We also need to be careful of a “what about me?” attitude. Manchester might benefit more from HS2 but that doesn’t mean Liverpool will necessarily suffer. Government-commissioned figures (only released after a freedom of information request) found that HS2 could make more than 50 places around the country worse off, depending on circumstances. However, over three-quarters of the counties and cities of the UK will likely be better off. This is an argument not for scrapping HS2 but for asking what else can we do to ensure the whole UK benefits - precisely what Higgins has proposed. In this vein, the North needs to come together to demand investment for the region as a whole, not squabble over scraps while a united South East happily binges.

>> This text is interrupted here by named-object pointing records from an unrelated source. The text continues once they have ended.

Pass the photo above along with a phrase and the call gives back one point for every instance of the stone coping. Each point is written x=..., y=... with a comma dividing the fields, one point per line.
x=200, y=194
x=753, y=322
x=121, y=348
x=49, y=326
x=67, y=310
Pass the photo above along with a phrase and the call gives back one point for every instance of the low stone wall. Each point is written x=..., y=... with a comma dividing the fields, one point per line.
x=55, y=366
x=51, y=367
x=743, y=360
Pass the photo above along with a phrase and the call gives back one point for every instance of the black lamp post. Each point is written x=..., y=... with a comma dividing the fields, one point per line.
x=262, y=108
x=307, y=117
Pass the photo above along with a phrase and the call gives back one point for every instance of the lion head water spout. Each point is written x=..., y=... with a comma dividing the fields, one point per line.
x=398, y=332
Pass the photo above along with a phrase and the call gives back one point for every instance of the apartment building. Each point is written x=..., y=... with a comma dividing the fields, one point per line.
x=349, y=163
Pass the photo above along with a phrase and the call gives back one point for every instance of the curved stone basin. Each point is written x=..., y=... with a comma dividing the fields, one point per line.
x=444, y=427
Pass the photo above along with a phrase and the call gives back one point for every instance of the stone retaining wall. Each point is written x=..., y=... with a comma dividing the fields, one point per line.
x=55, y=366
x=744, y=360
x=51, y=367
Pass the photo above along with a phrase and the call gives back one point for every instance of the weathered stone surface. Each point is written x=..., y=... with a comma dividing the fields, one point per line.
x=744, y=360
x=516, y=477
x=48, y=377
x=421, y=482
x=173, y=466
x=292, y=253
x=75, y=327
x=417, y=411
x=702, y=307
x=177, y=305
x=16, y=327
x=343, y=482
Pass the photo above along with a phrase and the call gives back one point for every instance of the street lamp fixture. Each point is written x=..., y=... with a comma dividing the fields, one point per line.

And there are already plans for huge additional investment in the rest of the railways. Network rail has just been awarded £38bn for the next five years – almost as much as HS2 will cost over the next 20. The precise spending plan has yet to be agreed but the organisation’s business plan says £4bn a year will go on upgrades. By 2019 there will be an estimated 30 per cent more freight on the rails than today, while the £600m Northern Hub project improving links across the North of England is set to provide space for 44 million extra passengers a year within the same timeframe. Yet several surveys have revealed the public still thinks it’s an either-or situation, with upgrades favoured over HS2.
This highlights what remains the project’s biggest problem. The only way to bring about the political certainty that Higgins says will speed HS2 along and bring down costs is to persuade the public of its necessity and its benefits. In perhaps the biggest “should have” of them all, the government and HS2 Ltd itself have so far failed to win the argument that there even is a capacity problem on the railways, never mind that HS2 is the best way to deal with it, or that reduced journey times really will make a difference. It’s an issue The Engineer has been banging on about for far too long now.
Higgins is focused on delivering HS2 as efficiently and cheaply as possible. In the foreword to Network Rail’s strategy document, he says: ‘The question is not “why build High Speed 2?” but “how quickly can we build it?”’ But without answering that first question he won’t be able to address the second. When The Engineer asked him how he intended to overcome this problem, he said the public need to understand the consequences of failing to invest adequately in infrastructure. What he and the politicians need to understand is that it is up to them to demonstrate this - and at the moment they are failing.